I'm using the Raspberry Pi's GPIO to display some information in a LCD (using I2C) and to enable the usage of a few buttons to navigate through the LCD menus. There's another button, the one I'm having some trouble, that will work as a power-on button.
The problem is: You can power up a Raspberry Pi (3 B+, at least), by shorting pin 03 with ground (which is what I'm doing with the power-on button and works wonderfully), *BUT, this is also the SCLK pin that is needed by the I2C shield to work. I can just let both of them connected, but if someone presses the power on button while the Pi is on, it will reset the LCD and maybe crash the service that sends data to the LCD.

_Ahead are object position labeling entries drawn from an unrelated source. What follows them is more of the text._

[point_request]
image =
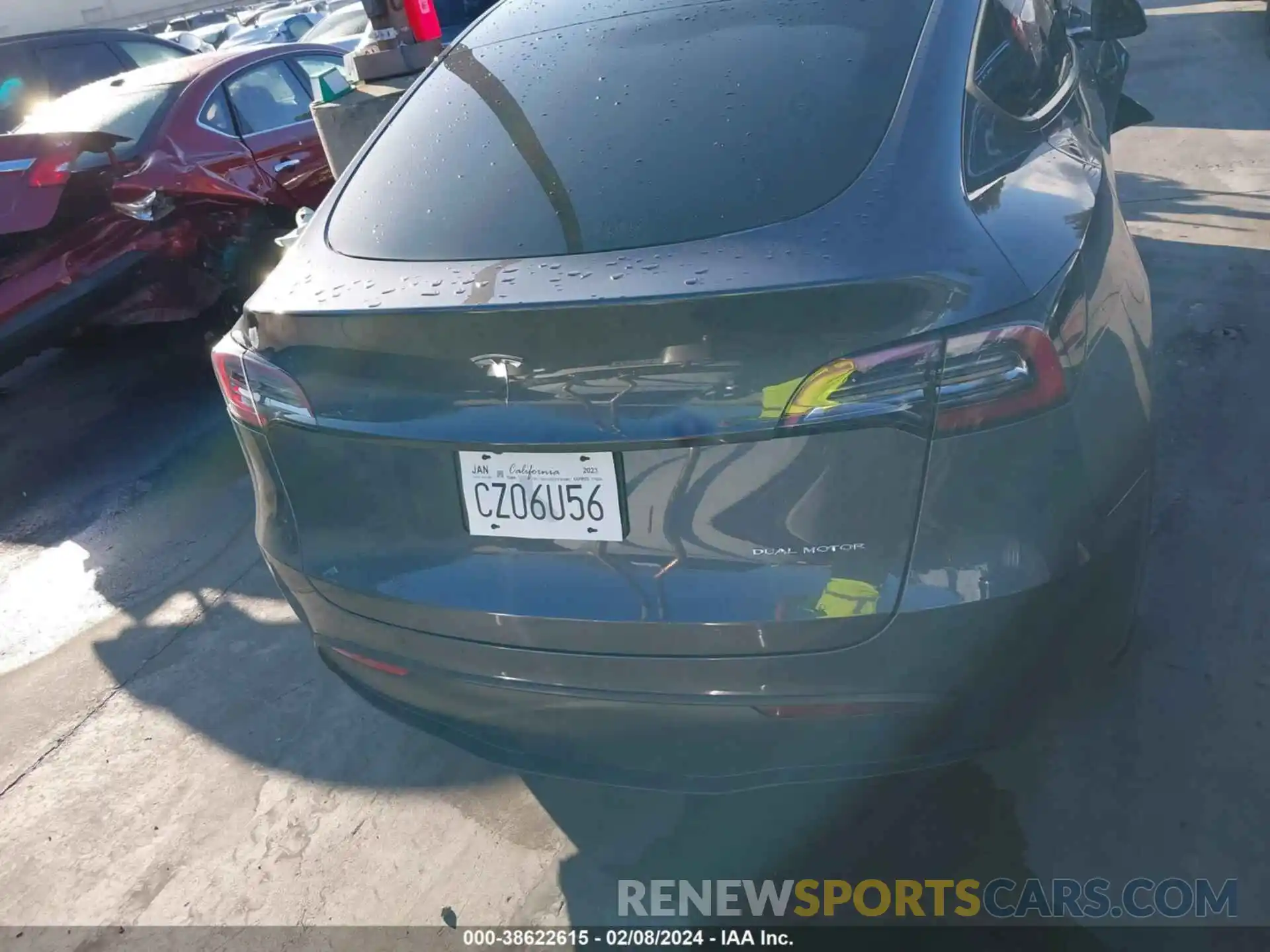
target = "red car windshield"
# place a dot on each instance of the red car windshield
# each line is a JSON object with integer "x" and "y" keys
{"x": 103, "y": 108}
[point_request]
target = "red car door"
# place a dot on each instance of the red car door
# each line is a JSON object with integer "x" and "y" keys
{"x": 272, "y": 110}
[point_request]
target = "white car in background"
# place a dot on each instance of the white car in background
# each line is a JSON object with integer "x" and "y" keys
{"x": 190, "y": 40}
{"x": 342, "y": 28}
{"x": 286, "y": 30}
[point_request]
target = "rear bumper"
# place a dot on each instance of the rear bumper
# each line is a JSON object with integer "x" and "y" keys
{"x": 54, "y": 317}
{"x": 935, "y": 686}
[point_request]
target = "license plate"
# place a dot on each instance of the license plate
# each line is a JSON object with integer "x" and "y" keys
{"x": 541, "y": 495}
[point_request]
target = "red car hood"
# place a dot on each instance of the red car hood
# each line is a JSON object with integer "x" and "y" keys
{"x": 31, "y": 184}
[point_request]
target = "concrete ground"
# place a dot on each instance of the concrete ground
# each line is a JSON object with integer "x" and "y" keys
{"x": 172, "y": 752}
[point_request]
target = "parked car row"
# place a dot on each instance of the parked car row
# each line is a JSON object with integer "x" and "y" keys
{"x": 157, "y": 193}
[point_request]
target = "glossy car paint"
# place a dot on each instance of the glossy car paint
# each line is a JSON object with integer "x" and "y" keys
{"x": 705, "y": 651}
{"x": 54, "y": 270}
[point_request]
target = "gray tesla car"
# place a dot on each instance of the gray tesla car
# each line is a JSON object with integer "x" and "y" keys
{"x": 716, "y": 395}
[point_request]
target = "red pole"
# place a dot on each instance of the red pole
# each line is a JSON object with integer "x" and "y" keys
{"x": 423, "y": 20}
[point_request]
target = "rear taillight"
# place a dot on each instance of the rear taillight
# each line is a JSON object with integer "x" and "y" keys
{"x": 964, "y": 382}
{"x": 52, "y": 169}
{"x": 996, "y": 376}
{"x": 255, "y": 391}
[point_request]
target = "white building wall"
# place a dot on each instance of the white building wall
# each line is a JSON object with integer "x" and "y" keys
{"x": 31, "y": 16}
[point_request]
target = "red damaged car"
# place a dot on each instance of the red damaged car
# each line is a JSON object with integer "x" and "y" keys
{"x": 151, "y": 196}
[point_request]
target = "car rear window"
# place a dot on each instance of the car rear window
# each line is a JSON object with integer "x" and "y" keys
{"x": 102, "y": 108}
{"x": 648, "y": 127}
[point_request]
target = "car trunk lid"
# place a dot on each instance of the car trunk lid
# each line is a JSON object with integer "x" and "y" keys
{"x": 740, "y": 534}
{"x": 34, "y": 171}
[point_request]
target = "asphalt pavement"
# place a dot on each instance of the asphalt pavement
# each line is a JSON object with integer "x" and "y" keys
{"x": 172, "y": 752}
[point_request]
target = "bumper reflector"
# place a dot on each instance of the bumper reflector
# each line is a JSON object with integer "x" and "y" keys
{"x": 371, "y": 663}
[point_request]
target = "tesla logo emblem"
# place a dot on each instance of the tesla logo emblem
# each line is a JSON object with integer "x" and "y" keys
{"x": 498, "y": 365}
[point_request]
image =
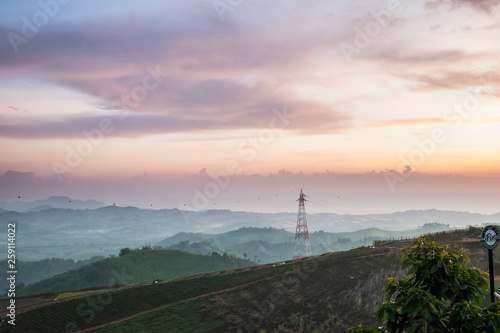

How I tried to solve: Pin 13 (TXD) goes high when a Raspberry is on and that it goes low when the Pi is halted. So I used a PNP transistor where Pin 13 is connected to it's base and when this pin is high (3.3v), it will be able to "turn on" the transistor. This transistor is the one that will be connected to the base of our NPN transistor, while this NPN transistor connector pin will be connected to GND and it's emitter to our switch, which is connected to Pin 03. By doing this, I expect the negative potential between GND and NPN transistor's VBE to be able to make this NPN transistor to be turned off. And when the pin is low (1.5v), it won't be able to "turn on" the PNP transistor which will keep our NPN transistor on it's normally open state and will let the power on button work. There's also a transistor which was used solely to decrease pin 13's voltage.
So.. here's the schematic (the board that I'm creating will be an intermediary one between the Pi and my I2C shield, that's why I'm using a connector instead of other parts):
Does it all makes sense? Is this a good way to solve this problem? I've simulated it on Multisim online simulator and it seems to work, but it seems a little bit strange for me.